Lord Cultural Resources was founded in Canada in 1981, branching out into Europe after three years and Asia three years after that. In 1996 the team found a footing in Saudi Arabia and is currently working on cultural projects in Dubai and Doha, as well as the King Abdulaziz Center for World Cultures in Dhahran, Saudi Arabia.
Knowledge sharing plays an important role in the workings of Lord Cultural Resources, who affirm that ‘not content with walking the walk, we also talk the talk’. The company engages in teaching and lecturing around the world, and has published a five-volume series of ‘Manuals’ which are used in educational courses in many countries, with one book translated into Chinese, Georgian, Spanish and Russian.
Providing a unique experience
Our continuing growth both in the quality and depth of our work and in our geographic range (56 countries) indicates that we fill a gap in the market. Culture is about the creation of meaning in many different forms. In the 21st century more and more people are engaged with the creation of meaning and our unique expertise is to help people, communities, cities and institutions such as museums create dynamic and viable places of meaning and innovation where people share ideas and experiences.
Staying ahead of the competition
Right from the beginning of the firm we have believed in the value of sharing our ideas with the world. We participate in conferences and we teach in colleges and universities. We established ‘Lord Academy’ as a mechanism for offering these services and as an umbrella for our intern program. So by being interconnected and in dialogue with our sector - we ‘stay ahead’.
We have a strong brand and so we receive many RFPs. With more than a thousand clients (and 2000+ projects) we have repeat business. We depend on internet procurement channels like WAN to stay abreast new developments. WAN is the premiere source for procurement for international development projects in the cultural sector.

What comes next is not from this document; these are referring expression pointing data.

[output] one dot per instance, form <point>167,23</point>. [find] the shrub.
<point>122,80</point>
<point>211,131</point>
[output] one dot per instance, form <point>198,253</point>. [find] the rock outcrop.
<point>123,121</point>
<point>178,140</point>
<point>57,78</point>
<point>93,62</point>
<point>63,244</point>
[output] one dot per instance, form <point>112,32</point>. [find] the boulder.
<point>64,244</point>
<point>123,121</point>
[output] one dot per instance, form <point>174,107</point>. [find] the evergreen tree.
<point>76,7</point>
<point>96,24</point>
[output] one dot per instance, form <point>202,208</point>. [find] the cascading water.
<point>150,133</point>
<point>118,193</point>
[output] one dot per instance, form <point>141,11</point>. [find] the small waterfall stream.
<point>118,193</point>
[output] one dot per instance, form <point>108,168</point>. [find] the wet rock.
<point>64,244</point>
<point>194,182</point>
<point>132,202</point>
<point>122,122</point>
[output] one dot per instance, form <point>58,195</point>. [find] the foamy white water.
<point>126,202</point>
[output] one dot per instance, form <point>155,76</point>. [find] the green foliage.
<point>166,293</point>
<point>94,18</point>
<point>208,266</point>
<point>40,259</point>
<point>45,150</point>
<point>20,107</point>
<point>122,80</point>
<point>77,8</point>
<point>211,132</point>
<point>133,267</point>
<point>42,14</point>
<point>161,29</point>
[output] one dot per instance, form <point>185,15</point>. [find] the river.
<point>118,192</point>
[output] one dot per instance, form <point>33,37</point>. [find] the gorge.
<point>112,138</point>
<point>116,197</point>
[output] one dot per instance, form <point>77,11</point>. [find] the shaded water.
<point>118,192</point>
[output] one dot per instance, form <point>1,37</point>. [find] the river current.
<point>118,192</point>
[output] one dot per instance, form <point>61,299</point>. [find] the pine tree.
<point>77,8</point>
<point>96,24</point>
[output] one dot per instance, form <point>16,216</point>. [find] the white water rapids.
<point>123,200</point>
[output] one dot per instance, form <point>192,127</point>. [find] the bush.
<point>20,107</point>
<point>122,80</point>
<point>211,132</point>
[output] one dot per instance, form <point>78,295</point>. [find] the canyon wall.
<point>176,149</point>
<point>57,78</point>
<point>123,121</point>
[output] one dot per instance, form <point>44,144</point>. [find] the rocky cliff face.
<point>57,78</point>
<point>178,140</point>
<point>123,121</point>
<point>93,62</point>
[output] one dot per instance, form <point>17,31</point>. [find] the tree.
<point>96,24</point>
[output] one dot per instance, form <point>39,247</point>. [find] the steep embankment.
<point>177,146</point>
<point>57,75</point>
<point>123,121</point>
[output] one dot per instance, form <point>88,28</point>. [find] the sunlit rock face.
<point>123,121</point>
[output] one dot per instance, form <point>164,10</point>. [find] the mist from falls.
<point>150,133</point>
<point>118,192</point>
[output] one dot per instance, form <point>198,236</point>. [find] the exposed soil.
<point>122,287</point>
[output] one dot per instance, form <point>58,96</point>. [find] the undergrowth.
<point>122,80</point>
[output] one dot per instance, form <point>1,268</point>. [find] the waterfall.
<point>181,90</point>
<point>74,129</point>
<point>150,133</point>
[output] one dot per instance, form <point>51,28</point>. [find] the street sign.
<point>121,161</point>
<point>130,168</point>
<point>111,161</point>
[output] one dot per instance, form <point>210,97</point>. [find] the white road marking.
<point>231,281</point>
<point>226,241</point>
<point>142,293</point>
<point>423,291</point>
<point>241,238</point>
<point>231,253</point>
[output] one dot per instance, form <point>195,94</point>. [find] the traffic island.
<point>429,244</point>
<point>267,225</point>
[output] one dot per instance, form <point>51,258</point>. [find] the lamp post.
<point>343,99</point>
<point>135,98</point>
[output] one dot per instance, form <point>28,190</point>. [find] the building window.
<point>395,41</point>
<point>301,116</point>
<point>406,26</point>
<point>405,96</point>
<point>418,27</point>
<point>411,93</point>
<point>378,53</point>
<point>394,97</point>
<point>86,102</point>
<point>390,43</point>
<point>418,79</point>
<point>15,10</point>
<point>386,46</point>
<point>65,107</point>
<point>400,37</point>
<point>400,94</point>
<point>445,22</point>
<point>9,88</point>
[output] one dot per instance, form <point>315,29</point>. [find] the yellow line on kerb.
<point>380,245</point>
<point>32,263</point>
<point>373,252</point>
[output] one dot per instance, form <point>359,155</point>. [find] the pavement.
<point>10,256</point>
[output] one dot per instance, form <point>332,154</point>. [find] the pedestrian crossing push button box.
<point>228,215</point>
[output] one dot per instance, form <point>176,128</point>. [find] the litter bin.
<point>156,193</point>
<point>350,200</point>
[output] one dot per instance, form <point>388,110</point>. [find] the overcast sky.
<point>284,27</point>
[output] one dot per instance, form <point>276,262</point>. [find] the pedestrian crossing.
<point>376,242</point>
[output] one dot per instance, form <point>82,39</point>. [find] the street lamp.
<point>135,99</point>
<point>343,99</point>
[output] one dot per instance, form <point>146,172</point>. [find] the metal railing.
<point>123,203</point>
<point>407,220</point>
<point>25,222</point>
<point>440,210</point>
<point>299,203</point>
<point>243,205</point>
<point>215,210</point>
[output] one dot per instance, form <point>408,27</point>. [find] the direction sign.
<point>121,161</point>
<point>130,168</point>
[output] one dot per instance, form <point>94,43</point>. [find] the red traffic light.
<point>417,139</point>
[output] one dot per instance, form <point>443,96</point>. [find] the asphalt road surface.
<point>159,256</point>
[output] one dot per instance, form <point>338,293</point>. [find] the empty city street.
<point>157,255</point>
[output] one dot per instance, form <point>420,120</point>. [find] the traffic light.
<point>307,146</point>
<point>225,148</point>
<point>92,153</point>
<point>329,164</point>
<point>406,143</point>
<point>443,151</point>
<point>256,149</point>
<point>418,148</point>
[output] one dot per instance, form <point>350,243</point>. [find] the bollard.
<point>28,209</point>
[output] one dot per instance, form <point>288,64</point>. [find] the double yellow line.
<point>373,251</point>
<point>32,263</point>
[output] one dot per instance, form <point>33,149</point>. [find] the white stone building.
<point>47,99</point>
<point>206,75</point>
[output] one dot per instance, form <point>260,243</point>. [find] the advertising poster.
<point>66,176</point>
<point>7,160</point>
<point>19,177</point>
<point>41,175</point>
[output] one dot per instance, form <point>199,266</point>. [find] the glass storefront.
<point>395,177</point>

The importance of cultural planning
Cities of all sizes everywhere need cultural planning. Cultural planning today is no longer just an inventory of ‘great cultural assets’, it is an inventory of people’s cultural needs and aspirations. The number one priority for every Chicago neighbourhood in the 22 we consulted was more art in the schools. And this is something the Mayor delivered on. We came up with a whole new approach called ‘planning culturally’ whereby every city department (sewers, roads, health, parks and library as well as culture) are responsible for implementing the plan - thereby broadening the budget in challenging economic times. Joy Bailey Bryant, Director in our New York office, leads our cultural planning work firstname.lastname@example.org
Chicago Architecture Biennial
Chicago has a particularly strong tradition giving birth to the Skyscraper and the Prairie School of architecture by giants like Louis Sullivan and Frank Lloyd Wright. This tradition continues today with Millennium Park, surely the most successful park created in this generation. Chicago continues to be home for innovative architects like Jeanne Gang and creative builders such as Theaster Gates. Its waterfront is world famous and it has a stunning collection of Mies buildings.
The Biennial will be organized by Chicago’s brilliant Commissioner of Culture Michelle Boone and her team and we plan to continue to help them. They have chosen two excellent curators Sarah Herda (Director of the Graham Foundation) and Joseph Grima (of Domus magazine). The Biennial will target both industry professionals and the general public. There will be a special focus on architecture students.
We don’t yet know what the curators will decide - but in the visioning sessions that we lead as part of the cultural plan people wanted an interdisciplinary approach that would focus on solving the challenges of environmental sustainability and urban life.